Selected Avery Schreiber TVography
A Pup Named Scooby-Doo
- voice work (1988)
Animaniacs
- voice work (1993 - 1995)
Chico and the Man
- The Misfortune Teller (1975)
- Play Gypsy (1975)
Becker
- Linda Quits (1999)
Blossom
- Beach Blanket Blossom (1994)
The Doris Day Show
- Kidnapped (1970)
DuckTales
- Duck to the Future (voice work, 1987)
The Dukes of Hazzard
- Double Sting (1979)
The Fall Guy
- Losers Weepers (1984)
Fantasy Island
- The Curse of the Moreaus/My Man Friday (1982)
Get Smart
- The Worst Best Man (1968 below left)
The Ghost & Mrs. Muir
- The Firehouse Five Plus Ghost (1969)
Love, American Style
- Love and the Advice Givers (1969)
- Love and the Perfect Wife (1972)
- Love and the Opera Singer (1973)
The Love Boat -
- Marooned/The Search/Isaac's Holiday (1978)

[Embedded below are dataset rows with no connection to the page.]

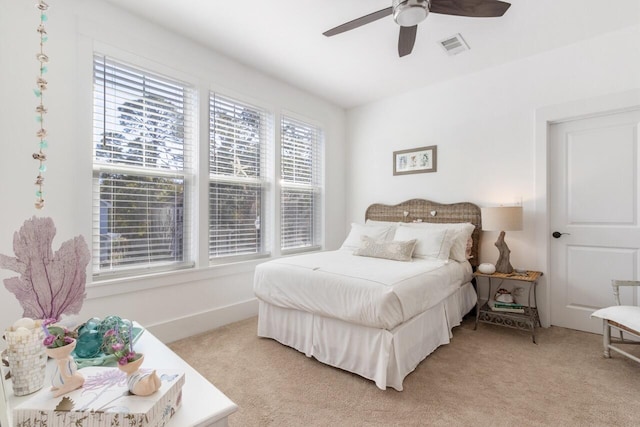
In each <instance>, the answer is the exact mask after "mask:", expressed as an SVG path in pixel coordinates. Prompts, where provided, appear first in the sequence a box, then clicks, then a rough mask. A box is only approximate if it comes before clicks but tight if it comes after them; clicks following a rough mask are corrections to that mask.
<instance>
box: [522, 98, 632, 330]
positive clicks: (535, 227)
mask: <svg viewBox="0 0 640 427" xmlns="http://www.w3.org/2000/svg"><path fill="white" fill-rule="evenodd" d="M639 108H640V89H634V90H631V91H625V92H620V93H615V94H609V95H604V96H599V97H595V98H589V99H583V100H578V101H571V102H566V103H563V104H558V105H552V106H546V107H541V108H538V109H536V111H535V129H534V132H535V160H534V168H535V170H534V195H535V200H534V202H535V203H534V204H535V212H534V218H535V220H534V224H535V236H536V238H535V247H536V251H535V253H536V258H537V259H536V265H539V266H540V268H541V270H542V271H543V272H544V276H542V277H541V279H542V280H541V281H540V282H539V284H538V286H539V288H538V301H541V304H540V320H541V323H542V326H544V327H548V326H550V325H551V324H552V322H553V319H552V318H551V292H550V286H552V285H553V284H551V283H550V280H549V279H550V273H551V272H550V271H549V266H550V259H551V245H550V236H551V229H550V228H549V223H550V213H549V205H550V202H549V196H550V193H549V185H550V182H549V172H550V171H549V168H548V158H549V157H548V156H549V150H548V147H549V144H550V135H549V128H550V126H551V125H552V124H555V123H562V122H566V121H570V120H578V119H585V118H590V117H597V116H602V115H607V114H612V113H619V112H625V111H632V110H636V109H639Z"/></svg>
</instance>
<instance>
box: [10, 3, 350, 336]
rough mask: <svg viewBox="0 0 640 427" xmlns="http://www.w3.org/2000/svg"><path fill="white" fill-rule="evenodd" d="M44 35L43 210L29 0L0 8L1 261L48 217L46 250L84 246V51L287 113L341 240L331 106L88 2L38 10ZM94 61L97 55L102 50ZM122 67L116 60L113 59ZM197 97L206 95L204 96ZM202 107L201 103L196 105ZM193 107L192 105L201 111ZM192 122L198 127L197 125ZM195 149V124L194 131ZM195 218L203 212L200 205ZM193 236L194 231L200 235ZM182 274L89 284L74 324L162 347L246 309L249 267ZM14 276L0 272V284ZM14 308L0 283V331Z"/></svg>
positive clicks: (327, 241)
mask: <svg viewBox="0 0 640 427" xmlns="http://www.w3.org/2000/svg"><path fill="white" fill-rule="evenodd" d="M50 4H51V8H50V10H49V13H48V15H49V20H48V22H47V23H46V28H47V30H48V33H49V41H48V42H47V44H46V46H45V52H46V53H47V54H48V55H49V57H50V63H49V73H48V74H47V76H46V77H47V80H48V81H49V89H48V90H47V91H46V93H45V98H44V101H45V102H44V103H45V106H46V107H48V109H49V114H48V115H47V116H46V126H45V127H46V129H47V130H48V131H49V137H48V140H49V149H48V150H47V154H48V158H49V160H48V161H47V167H48V170H47V172H46V174H45V178H46V185H45V188H44V189H45V199H46V207H45V209H44V210H42V211H38V210H36V209H35V208H34V204H33V203H34V201H35V190H36V188H35V186H34V185H33V181H34V179H35V176H36V175H37V163H36V162H35V161H34V160H32V159H31V153H33V152H34V151H37V144H38V139H37V138H36V137H35V132H36V130H37V128H38V126H37V123H36V121H35V112H34V108H35V106H36V105H37V103H38V101H37V99H36V98H35V96H34V95H33V93H32V89H33V88H34V87H35V78H36V76H37V74H38V72H37V67H38V62H37V60H36V58H35V55H36V53H37V52H38V50H39V46H38V43H39V35H38V33H37V32H36V27H37V25H38V23H39V17H38V14H37V10H36V9H35V7H34V2H30V1H16V0H0V10H2V13H0V75H1V78H0V98H1V102H0V129H2V135H1V136H0V148H1V154H0V200H1V201H2V202H1V203H2V209H0V253H2V254H6V255H13V249H12V236H13V233H14V231H16V230H18V229H19V228H20V226H21V225H22V224H23V222H24V221H25V220H26V219H28V218H30V217H32V216H33V215H36V216H49V217H51V218H53V220H54V222H55V224H56V226H57V235H56V238H55V240H54V245H53V246H54V249H57V248H58V247H59V245H60V244H61V242H63V241H65V240H68V239H70V238H72V237H74V236H76V235H80V234H81V235H83V236H84V237H85V239H86V240H87V242H90V241H91V109H92V107H91V105H92V104H91V103H92V99H91V90H92V87H91V85H92V80H91V66H92V62H91V61H92V57H91V54H92V51H93V49H94V48H99V49H106V50H109V51H116V52H121V53H122V54H123V55H125V56H127V57H130V58H132V59H133V60H135V61H138V60H140V61H142V62H143V63H148V64H155V65H157V66H158V67H159V69H162V70H167V71H170V72H176V73H179V74H180V75H184V76H186V77H188V78H189V79H191V80H192V81H194V82H195V83H196V84H197V85H198V86H199V87H200V88H204V89H205V90H206V89H207V88H209V87H212V88H214V89H216V90H218V91H220V92H221V93H225V94H227V95H231V96H241V97H244V98H246V99H247V100H251V101H254V102H256V103H259V104H260V105H262V106H266V107H268V108H270V109H272V110H273V111H274V112H276V113H278V112H280V111H282V110H286V111H291V112H295V113H297V114H299V115H302V116H304V117H308V118H309V119H311V120H314V121H315V122H318V123H320V124H321V125H322V126H323V128H324V131H325V138H326V148H325V149H326V157H327V164H328V165H330V166H331V174H326V228H325V230H326V234H325V247H327V248H328V249H334V248H336V247H337V246H339V244H340V243H341V241H342V239H343V238H344V232H345V224H346V220H345V216H344V215H345V190H344V175H343V171H344V169H345V168H344V133H345V113H344V111H343V110H342V109H341V108H338V107H336V106H334V105H331V104H329V103H328V102H326V101H323V100H321V99H318V98H317V97H314V96H311V95H309V94H307V93H305V92H302V91H300V90H297V89H296V88H293V87H291V86H289V85H287V84H286V83H283V82H281V81H278V80H275V79H273V78H270V77H269V76H266V75H264V74H262V73H260V72H259V71H257V70H254V69H250V68H247V67H244V66H242V65H240V64H238V63H235V62H234V61H232V60H230V59H228V58H226V57H223V56H221V55H219V54H217V53H215V52H212V51H210V50H207V49H205V48H204V47H202V46H200V45H197V44H196V43H194V42H191V41H189V40H187V39H184V38H181V37H177V36H175V35H174V34H172V33H170V32H168V31H165V30H163V29H161V28H160V27H158V26H155V25H153V24H151V23H148V22H145V21H143V20H140V19H138V18H135V17H133V16H131V15H128V14H126V13H124V12H121V11H119V10H117V9H115V8H113V7H111V6H110V5H108V4H106V3H104V2H102V1H98V0H65V1H57V2H50ZM103 53H104V52H103ZM121 59H126V58H121ZM205 93H206V92H205ZM205 102H206V100H205ZM201 105H202V103H201ZM202 121H203V122H204V121H205V120H202ZM201 129H202V135H203V141H204V143H206V123H205V124H204V125H202V124H201ZM200 211H203V208H202V207H200ZM200 233H201V234H202V235H204V234H206V231H204V230H201V231H200ZM197 261H198V266H197V268H196V269H194V270H192V271H186V272H176V273H170V274H165V275H160V276H156V277H146V278H139V279H130V280H124V281H115V282H109V283H101V284H95V283H91V271H90V267H89V268H88V277H89V281H88V283H87V295H88V297H87V299H86V300H85V303H84V306H83V309H82V312H81V313H80V315H79V316H77V320H78V321H83V320H86V319H87V318H89V317H92V316H98V317H104V316H106V315H109V314H117V315H121V316H122V317H125V318H130V319H135V320H137V321H139V322H140V323H142V324H143V325H145V326H147V327H149V328H151V329H152V330H153V331H154V332H156V333H157V334H158V335H159V337H160V338H161V339H164V340H165V341H171V340H174V339H178V338H181V337H185V336H189V335H192V334H194V333H198V332H201V331H204V330H207V329H210V328H213V327H217V326H219V325H222V324H225V323H228V322H231V321H235V320H240V319H242V318H246V317H249V316H251V315H253V314H255V313H257V304H256V303H255V300H254V296H253V291H252V279H253V268H254V266H255V264H256V262H245V263H238V264H235V265H227V266H219V267H209V266H208V263H207V260H206V259H199V260H197ZM14 275H15V274H14V273H13V272H10V271H7V270H0V280H2V279H4V278H7V277H12V276H14ZM21 315H22V310H21V308H20V305H19V304H18V302H17V300H16V299H15V297H14V296H13V294H11V293H10V292H8V291H7V290H6V289H5V287H4V286H0V328H5V327H6V326H8V325H10V324H11V323H13V321H14V320H16V319H17V318H19V317H21Z"/></svg>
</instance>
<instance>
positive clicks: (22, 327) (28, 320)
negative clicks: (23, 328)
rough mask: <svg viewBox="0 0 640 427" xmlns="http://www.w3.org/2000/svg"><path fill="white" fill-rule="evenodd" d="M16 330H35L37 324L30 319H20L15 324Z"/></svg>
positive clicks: (13, 323)
mask: <svg viewBox="0 0 640 427" xmlns="http://www.w3.org/2000/svg"><path fill="white" fill-rule="evenodd" d="M13 327H14V328H27V329H33V328H35V327H36V322H35V320H33V319H32V318H30V317H23V318H22V319H18V320H16V321H15V322H14V323H13Z"/></svg>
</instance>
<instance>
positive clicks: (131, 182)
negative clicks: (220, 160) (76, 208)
mask: <svg viewBox="0 0 640 427" xmlns="http://www.w3.org/2000/svg"><path fill="white" fill-rule="evenodd" d="M93 77H94V87H93V99H94V105H93V108H94V111H93V146H94V156H93V194H94V202H93V242H92V257H93V272H94V276H99V275H104V274H113V273H117V272H119V271H122V270H125V269H127V270H129V269H151V268H176V267H178V266H184V265H186V264H187V263H188V262H189V256H188V254H187V253H188V250H187V248H189V245H188V239H189V234H190V233H189V227H188V224H189V221H188V220H187V218H188V215H187V212H186V211H185V210H186V209H188V203H187V199H188V197H187V195H188V194H189V190H188V187H189V185H190V176H189V174H188V172H187V171H188V170H189V167H188V165H189V162H190V161H191V160H190V149H189V147H190V143H189V135H190V134H191V132H192V127H193V121H192V105H193V97H194V94H193V90H192V89H191V88H190V87H189V86H188V85H186V84H185V83H182V82H179V81H176V80H172V79H170V78H167V77H162V76H158V75H155V74H152V73H148V72H146V71H143V70H140V69H137V68H134V67H131V66H128V65H124V64H121V63H118V62H116V61H113V60H111V59H109V58H106V57H104V56H100V55H95V56H94V61H93Z"/></svg>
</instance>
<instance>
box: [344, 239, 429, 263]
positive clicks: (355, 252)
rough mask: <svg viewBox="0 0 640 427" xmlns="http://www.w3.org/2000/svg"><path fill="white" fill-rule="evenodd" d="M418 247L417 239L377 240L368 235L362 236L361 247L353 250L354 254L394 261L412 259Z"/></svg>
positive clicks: (360, 255)
mask: <svg viewBox="0 0 640 427" xmlns="http://www.w3.org/2000/svg"><path fill="white" fill-rule="evenodd" d="M415 247H416V239H412V240H408V241H397V240H392V241H386V240H375V239H372V238H371V237H368V236H362V242H361V244H360V247H359V248H358V249H356V250H355V251H353V254H354V255H358V256H368V257H373V258H384V259H391V260H394V261H411V256H412V255H413V250H414V248H415Z"/></svg>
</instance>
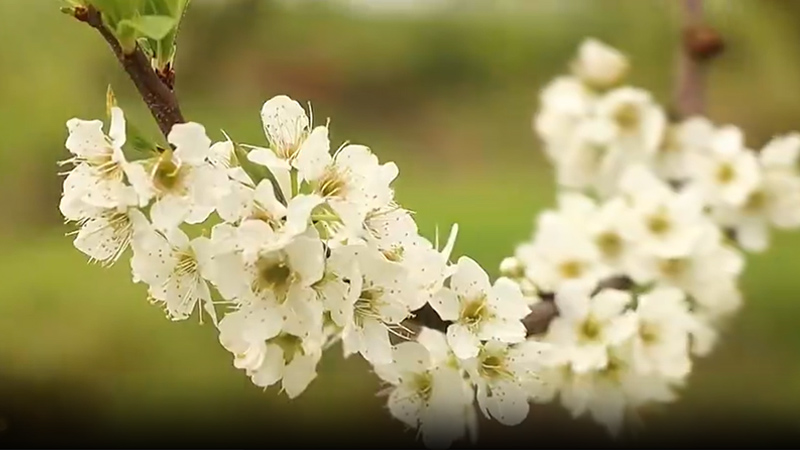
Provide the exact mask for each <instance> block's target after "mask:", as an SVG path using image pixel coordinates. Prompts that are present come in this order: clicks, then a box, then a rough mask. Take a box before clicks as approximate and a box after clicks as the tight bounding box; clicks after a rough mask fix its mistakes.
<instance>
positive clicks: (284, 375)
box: [282, 355, 319, 399]
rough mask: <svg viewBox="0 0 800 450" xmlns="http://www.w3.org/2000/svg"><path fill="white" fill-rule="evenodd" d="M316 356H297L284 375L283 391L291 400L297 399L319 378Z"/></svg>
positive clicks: (291, 363)
mask: <svg viewBox="0 0 800 450" xmlns="http://www.w3.org/2000/svg"><path fill="white" fill-rule="evenodd" d="M318 361H319V358H318V357H317V356H316V355H296V356H295V357H294V358H293V359H292V362H290V363H289V364H288V365H287V366H286V369H285V371H284V373H283V384H282V385H283V390H284V391H286V395H287V396H288V397H289V398H290V399H293V398H297V396H299V395H300V394H302V393H303V391H305V390H306V388H307V387H308V385H309V384H311V382H312V381H314V378H316V377H317V362H318Z"/></svg>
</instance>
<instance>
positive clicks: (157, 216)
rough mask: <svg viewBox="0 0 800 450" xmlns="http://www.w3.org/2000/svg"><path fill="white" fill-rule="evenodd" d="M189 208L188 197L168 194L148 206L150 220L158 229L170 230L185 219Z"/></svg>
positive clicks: (164, 230)
mask: <svg viewBox="0 0 800 450" xmlns="http://www.w3.org/2000/svg"><path fill="white" fill-rule="evenodd" d="M191 208H192V205H191V203H190V202H189V200H188V199H186V198H183V197H177V196H174V195H168V196H166V197H162V198H161V199H159V200H156V202H155V203H154V204H153V206H152V207H151V208H150V220H151V221H152V222H153V226H154V227H156V228H157V229H158V230H164V231H166V230H172V229H175V228H177V227H178V226H179V225H180V224H181V223H183V221H184V220H186V218H187V217H188V216H189V212H190V211H191Z"/></svg>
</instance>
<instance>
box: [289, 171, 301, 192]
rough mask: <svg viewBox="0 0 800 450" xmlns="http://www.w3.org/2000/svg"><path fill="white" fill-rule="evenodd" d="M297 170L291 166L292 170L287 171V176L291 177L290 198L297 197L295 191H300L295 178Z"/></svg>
mask: <svg viewBox="0 0 800 450" xmlns="http://www.w3.org/2000/svg"><path fill="white" fill-rule="evenodd" d="M297 172H298V171H297V169H295V168H292V170H290V171H289V178H290V179H291V183H290V184H291V185H292V198H295V197H297V193H298V192H299V191H300V183H299V182H298V180H297Z"/></svg>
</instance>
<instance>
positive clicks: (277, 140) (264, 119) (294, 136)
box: [261, 95, 309, 148]
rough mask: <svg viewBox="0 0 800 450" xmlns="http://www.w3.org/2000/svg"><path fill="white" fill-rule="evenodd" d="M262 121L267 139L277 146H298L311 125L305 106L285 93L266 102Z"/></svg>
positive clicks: (276, 146)
mask: <svg viewBox="0 0 800 450" xmlns="http://www.w3.org/2000/svg"><path fill="white" fill-rule="evenodd" d="M261 122H262V124H263V126H264V134H266V136H267V140H268V141H269V142H270V144H271V145H273V146H275V147H277V148H289V147H293V146H296V145H297V144H299V143H300V139H301V137H302V136H303V134H304V133H305V132H306V130H308V127H309V120H308V116H307V115H306V112H305V110H303V107H302V106H300V104H299V103H297V102H296V101H294V100H292V99H291V98H289V97H287V96H285V95H277V96H275V97H273V98H271V99H269V100H267V101H266V102H265V103H264V106H262V107H261Z"/></svg>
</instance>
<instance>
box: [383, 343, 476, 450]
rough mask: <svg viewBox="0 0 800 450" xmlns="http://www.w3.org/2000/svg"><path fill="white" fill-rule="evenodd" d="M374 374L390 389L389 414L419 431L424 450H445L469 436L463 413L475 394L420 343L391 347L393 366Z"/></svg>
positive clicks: (461, 375) (467, 419)
mask: <svg viewBox="0 0 800 450" xmlns="http://www.w3.org/2000/svg"><path fill="white" fill-rule="evenodd" d="M375 371H376V373H377V374H378V375H379V376H380V377H381V378H382V379H383V381H385V382H387V383H390V384H391V385H392V386H393V387H392V388H391V389H390V391H389V398H388V406H389V412H390V413H391V414H392V416H393V417H395V418H396V419H398V420H400V421H402V422H403V423H405V424H406V425H407V426H409V427H412V428H416V429H419V432H420V434H421V435H422V440H423V442H424V444H425V446H426V447H428V448H447V447H449V446H450V445H451V444H452V442H453V441H455V440H458V439H461V438H463V437H464V436H465V435H466V434H467V433H468V432H469V427H470V426H471V424H470V423H469V416H468V414H466V413H465V411H466V410H467V408H474V406H473V403H474V401H475V394H474V391H473V389H472V386H471V385H470V384H469V383H468V382H467V380H466V379H465V378H464V376H463V375H462V370H461V368H460V367H459V366H458V365H453V364H442V363H441V361H437V360H436V359H435V358H434V357H433V356H432V355H431V352H430V351H429V350H428V349H427V348H426V347H425V346H424V345H423V344H422V343H419V342H403V343H401V344H399V345H397V346H396V347H394V349H393V351H392V362H391V363H389V364H383V365H376V366H375Z"/></svg>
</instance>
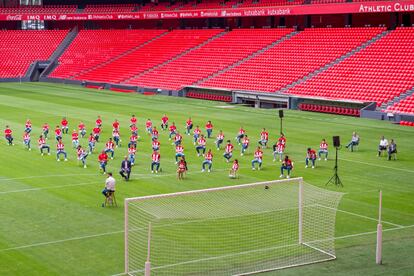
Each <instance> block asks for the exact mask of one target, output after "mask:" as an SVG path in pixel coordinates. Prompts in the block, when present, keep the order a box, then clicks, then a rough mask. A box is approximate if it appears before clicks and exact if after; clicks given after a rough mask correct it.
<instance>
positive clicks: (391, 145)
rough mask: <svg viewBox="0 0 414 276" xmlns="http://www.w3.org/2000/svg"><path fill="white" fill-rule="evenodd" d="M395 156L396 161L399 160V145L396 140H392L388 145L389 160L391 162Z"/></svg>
mask: <svg viewBox="0 0 414 276" xmlns="http://www.w3.org/2000/svg"><path fill="white" fill-rule="evenodd" d="M393 155H394V160H397V144H396V143H395V142H394V139H391V142H390V144H389V145H388V160H391V157H392V156H393Z"/></svg>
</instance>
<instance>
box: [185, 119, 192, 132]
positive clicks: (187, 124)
mask: <svg viewBox="0 0 414 276" xmlns="http://www.w3.org/2000/svg"><path fill="white" fill-rule="evenodd" d="M192 129H193V120H191V117H190V118H188V120H187V121H186V122H185V133H186V134H187V135H190V132H191V130H192Z"/></svg>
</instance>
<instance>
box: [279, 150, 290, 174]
mask: <svg viewBox="0 0 414 276" xmlns="http://www.w3.org/2000/svg"><path fill="white" fill-rule="evenodd" d="M285 170H286V171H287V173H288V174H287V178H290V172H291V171H292V170H293V162H292V160H290V159H289V156H287V155H286V156H285V159H284V160H283V162H282V166H281V167H280V178H282V177H284V171H285Z"/></svg>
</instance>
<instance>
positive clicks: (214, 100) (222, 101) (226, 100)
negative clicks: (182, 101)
mask: <svg viewBox="0 0 414 276" xmlns="http://www.w3.org/2000/svg"><path fill="white" fill-rule="evenodd" d="M186 96H187V97H188V98H195V99H204V100H210V101H220V102H231V101H232V97H231V96H225V95H215V94H210V93H202V92H188V93H187V95H186Z"/></svg>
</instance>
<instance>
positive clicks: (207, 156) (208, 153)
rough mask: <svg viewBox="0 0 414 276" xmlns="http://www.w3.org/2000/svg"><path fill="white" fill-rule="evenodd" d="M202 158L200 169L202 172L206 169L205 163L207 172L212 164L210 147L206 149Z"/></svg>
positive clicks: (211, 154)
mask: <svg viewBox="0 0 414 276" xmlns="http://www.w3.org/2000/svg"><path fill="white" fill-rule="evenodd" d="M204 158H205V159H204V161H203V164H202V169H201V171H202V172H204V171H205V170H206V165H208V172H211V167H212V166H213V153H212V152H211V149H209V150H208V152H207V154H206V156H205V157H204Z"/></svg>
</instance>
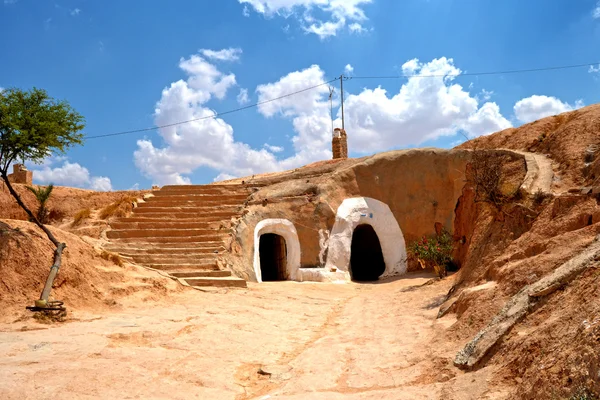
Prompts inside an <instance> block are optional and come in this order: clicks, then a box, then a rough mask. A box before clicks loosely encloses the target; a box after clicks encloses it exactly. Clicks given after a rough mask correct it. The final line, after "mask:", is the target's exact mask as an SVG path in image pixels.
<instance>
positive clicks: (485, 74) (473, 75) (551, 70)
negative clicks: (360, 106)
mask: <svg viewBox="0 0 600 400" xmlns="http://www.w3.org/2000/svg"><path fill="white" fill-rule="evenodd" d="M596 65H600V63H598V62H596V63H587V64H573V65H561V66H556V67H543V68H530V69H512V70H506V71H487V72H464V73H460V74H434V75H419V74H403V75H393V76H352V77H350V79H400V78H443V77H446V76H453V77H456V76H479V75H503V74H519V73H524V72H541V71H553V70H559V69H571V68H581V67H593V66H596Z"/></svg>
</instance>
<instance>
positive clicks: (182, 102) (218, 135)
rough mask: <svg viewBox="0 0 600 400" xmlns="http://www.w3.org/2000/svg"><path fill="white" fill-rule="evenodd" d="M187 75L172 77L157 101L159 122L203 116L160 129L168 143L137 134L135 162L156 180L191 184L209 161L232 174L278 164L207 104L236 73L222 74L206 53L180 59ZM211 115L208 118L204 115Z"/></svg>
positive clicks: (137, 165)
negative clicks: (145, 138) (255, 145)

- Santa, Santa, Santa/Another Dog Gone Christmas/Noel's
Christmas Carol (1984)
McCloud
- Fifth Man in a String Quartet (1972)
More Wild Wild West (TV Movie 1980)
The Mothers-In-Law
- And Baby Makes Four (1969)
My Mother the Car - as Capt. Manzini (12 episodes, 1965-1966)
The Muppet Show
- guest star (1976 below right)
The Rockford Files
- Rattlers' Class of '63 (1976)
That Girl
- Mission Improbable (1969)
- Counter Proposal (1970)
Top Cat and the Beverly Hills Cats
- voice work (1987)
The Twilight Zone
- Act Break/The Burning Man/Dealer's
Choice (1985)
Selected Avery Schreiber Filmography
The Last Remake of Beau Geste (1977) with
Marty Feldman
The Concorde... Airport '79 (1979)
Cannonball Run II (1984)
Robin Hood: Men in Tights (1993)
Dracula: Dead and Loving It (1995)
Schreiber kept close ties
to the stage throughout his career. Directing a Broadway revues and
performing at Second City. Schreiber also performed in productions of
"Hamlet," "Showboat" and "Fiddler on the
Roof." In addition to acting, Schreiber taught improv theater in
and out of his L.A.-based area. In 2003, the Avery Schreiber
Playhouse in North Hollywood, California was founded in his name.
In 1994, Schreiber suffered
a heart attack, aggravated by his diabetes. Although he survived
triple by-pass surgery, he never fully recovered and died at age 66
in Los Angeles of a heart attack. He was survived by his wife of 40
years, Rochelle Isaacs, and their two children, Jenny and Joshua.